Kawano T et al. (2006) Prostaglandin E2 EP1 receptors: downstream effectors of COX-2 neurotoxicity. Nat Med 12: 225–229

Cyclo-oxygenase 2 (COX2) inhibitors can be used to protect against neurotoxicity in conditions such as cerebral ischemia and neurodegeneration; however, their long-term use is associated with cardiovascular complications thought to result from blockade of the vasoprotective effects of COX2-derived prostacyclin. Data from a recent study reported in Nature Medicine indicate that inhibition of a downstream effector of COX2—the prostaglandin E2 EP1 receptor—can selectively attenuate hypoxic–ischemic brain lesions without any loss of vasoprotection.
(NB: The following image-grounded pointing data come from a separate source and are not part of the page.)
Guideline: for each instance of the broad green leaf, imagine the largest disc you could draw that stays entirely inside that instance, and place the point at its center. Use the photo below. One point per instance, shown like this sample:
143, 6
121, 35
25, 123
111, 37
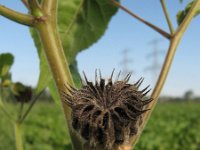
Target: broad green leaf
6, 80
21, 92
182, 14
6, 61
81, 23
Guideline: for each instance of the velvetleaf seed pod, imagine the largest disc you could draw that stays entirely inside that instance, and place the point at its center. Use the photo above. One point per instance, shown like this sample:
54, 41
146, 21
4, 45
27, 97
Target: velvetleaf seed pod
107, 113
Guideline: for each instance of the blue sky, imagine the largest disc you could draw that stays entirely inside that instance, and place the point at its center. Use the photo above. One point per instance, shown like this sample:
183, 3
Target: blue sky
124, 32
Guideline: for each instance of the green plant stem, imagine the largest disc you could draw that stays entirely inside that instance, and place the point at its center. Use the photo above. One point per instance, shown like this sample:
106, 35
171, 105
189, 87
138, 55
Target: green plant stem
18, 136
53, 49
21, 109
16, 16
166, 66
157, 29
2, 106
167, 16
23, 117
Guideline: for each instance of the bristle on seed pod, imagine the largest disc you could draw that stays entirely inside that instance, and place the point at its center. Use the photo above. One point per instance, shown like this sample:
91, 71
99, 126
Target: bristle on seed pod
107, 113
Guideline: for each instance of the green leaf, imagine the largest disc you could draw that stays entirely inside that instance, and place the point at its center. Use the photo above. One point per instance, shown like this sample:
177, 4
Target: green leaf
183, 13
6, 80
81, 23
6, 61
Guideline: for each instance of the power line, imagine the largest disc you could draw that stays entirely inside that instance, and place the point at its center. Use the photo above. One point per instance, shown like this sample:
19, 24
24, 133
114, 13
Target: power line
125, 62
154, 55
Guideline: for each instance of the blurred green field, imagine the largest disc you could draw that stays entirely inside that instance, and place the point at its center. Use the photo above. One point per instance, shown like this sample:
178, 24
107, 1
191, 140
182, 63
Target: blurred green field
173, 126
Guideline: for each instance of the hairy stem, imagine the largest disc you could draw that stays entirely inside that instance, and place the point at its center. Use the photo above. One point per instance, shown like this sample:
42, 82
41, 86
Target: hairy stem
167, 16
16, 16
167, 63
162, 32
59, 67
18, 136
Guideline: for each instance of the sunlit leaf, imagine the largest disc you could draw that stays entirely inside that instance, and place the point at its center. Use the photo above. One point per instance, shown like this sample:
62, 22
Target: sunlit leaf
183, 13
6, 61
81, 23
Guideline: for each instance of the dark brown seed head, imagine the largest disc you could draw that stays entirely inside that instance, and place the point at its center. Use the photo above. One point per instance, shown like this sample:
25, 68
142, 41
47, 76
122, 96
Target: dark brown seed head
105, 112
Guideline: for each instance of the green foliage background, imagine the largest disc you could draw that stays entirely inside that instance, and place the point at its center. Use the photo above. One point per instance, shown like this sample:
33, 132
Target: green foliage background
173, 126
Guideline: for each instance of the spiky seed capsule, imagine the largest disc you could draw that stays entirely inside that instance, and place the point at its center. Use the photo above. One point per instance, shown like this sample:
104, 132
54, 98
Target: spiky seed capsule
109, 113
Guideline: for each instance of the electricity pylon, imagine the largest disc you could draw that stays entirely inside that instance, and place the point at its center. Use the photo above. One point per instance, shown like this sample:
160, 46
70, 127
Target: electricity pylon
154, 68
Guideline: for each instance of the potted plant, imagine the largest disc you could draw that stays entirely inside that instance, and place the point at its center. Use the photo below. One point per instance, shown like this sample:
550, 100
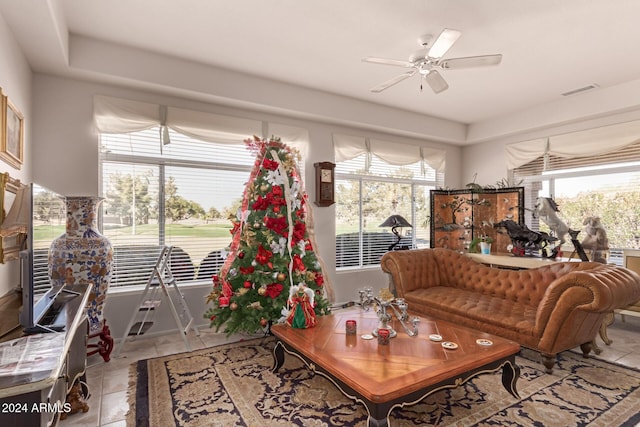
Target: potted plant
485, 244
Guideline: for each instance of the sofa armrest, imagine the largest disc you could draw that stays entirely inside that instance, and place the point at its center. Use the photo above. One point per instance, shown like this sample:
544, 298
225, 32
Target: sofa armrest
599, 289
410, 269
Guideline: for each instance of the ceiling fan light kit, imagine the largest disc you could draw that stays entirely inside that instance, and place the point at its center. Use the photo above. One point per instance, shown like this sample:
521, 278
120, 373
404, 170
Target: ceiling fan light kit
427, 60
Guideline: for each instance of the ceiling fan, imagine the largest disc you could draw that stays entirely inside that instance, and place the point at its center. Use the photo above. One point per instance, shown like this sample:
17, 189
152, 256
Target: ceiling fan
427, 60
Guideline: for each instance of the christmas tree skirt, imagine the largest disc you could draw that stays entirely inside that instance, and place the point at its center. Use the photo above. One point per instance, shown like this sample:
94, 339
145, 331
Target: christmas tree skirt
232, 385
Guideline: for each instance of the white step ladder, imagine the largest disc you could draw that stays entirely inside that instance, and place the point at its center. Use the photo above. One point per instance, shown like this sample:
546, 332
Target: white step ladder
156, 290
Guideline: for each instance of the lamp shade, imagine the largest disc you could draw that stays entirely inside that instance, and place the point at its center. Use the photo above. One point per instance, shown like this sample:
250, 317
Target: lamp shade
396, 221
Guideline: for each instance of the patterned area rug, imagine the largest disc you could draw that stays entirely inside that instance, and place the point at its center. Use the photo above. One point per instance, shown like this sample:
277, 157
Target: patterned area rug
232, 385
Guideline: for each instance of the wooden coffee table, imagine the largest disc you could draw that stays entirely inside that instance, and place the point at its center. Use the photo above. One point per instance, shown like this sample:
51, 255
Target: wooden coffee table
401, 373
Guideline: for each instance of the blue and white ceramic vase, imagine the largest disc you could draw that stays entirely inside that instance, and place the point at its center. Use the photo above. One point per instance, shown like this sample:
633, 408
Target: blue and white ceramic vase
82, 255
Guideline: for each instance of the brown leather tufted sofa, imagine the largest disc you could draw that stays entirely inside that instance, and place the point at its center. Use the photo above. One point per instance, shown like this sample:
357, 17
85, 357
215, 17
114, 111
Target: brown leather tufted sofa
549, 309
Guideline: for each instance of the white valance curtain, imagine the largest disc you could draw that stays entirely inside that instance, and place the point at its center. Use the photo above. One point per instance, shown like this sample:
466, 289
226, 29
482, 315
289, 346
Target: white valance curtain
116, 115
591, 142
347, 147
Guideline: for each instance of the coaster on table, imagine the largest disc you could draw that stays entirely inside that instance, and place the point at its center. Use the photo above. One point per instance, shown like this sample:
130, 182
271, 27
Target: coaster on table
449, 345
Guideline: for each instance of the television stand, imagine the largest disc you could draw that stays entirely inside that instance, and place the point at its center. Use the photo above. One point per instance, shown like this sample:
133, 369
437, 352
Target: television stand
45, 389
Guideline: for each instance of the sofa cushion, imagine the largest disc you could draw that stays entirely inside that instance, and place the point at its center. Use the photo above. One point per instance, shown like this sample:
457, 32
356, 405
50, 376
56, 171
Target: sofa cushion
482, 308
Kawano and colleagues carried out a series of experiments using an animal model of hypoxic–ischemic N-methyl-D-aspartate (NMDA)-induced brain injury. They showed that, following neocortical microinjection of NMDA to mice, administration of an EP1-receptor inhibitor reduced the lesion volume by 31%. Similarly, mice without the gene encoding the EP1 receptor showed a 35% reduction in NMDA lesion volume. In a model of focal cerebral ischemia, administration of an EP1-receptor inhibitor 6 h after transient occlusion of the middle cerebral artery resulted in a 43 ± 10% reduction in infarct volume (P <0.05). Importantly, this protective effect occurred within a therapeutic window similar to that of a COX2 inhibitor. The researchers went on to show that inhibition or inactivation of the EP1 receptor was associated with a preservation of the activity of the Na+–Ca2+ exchanger responsible for enabling neurons to cope with excitotoxicity-associated Ca2+ accumulation.

The authors suggest that pharmacological inhibition of the EP1 receptor might be a viable method of attenuating the detrimental effects of COX2 without impinging on the beneficial activities of this enzyme.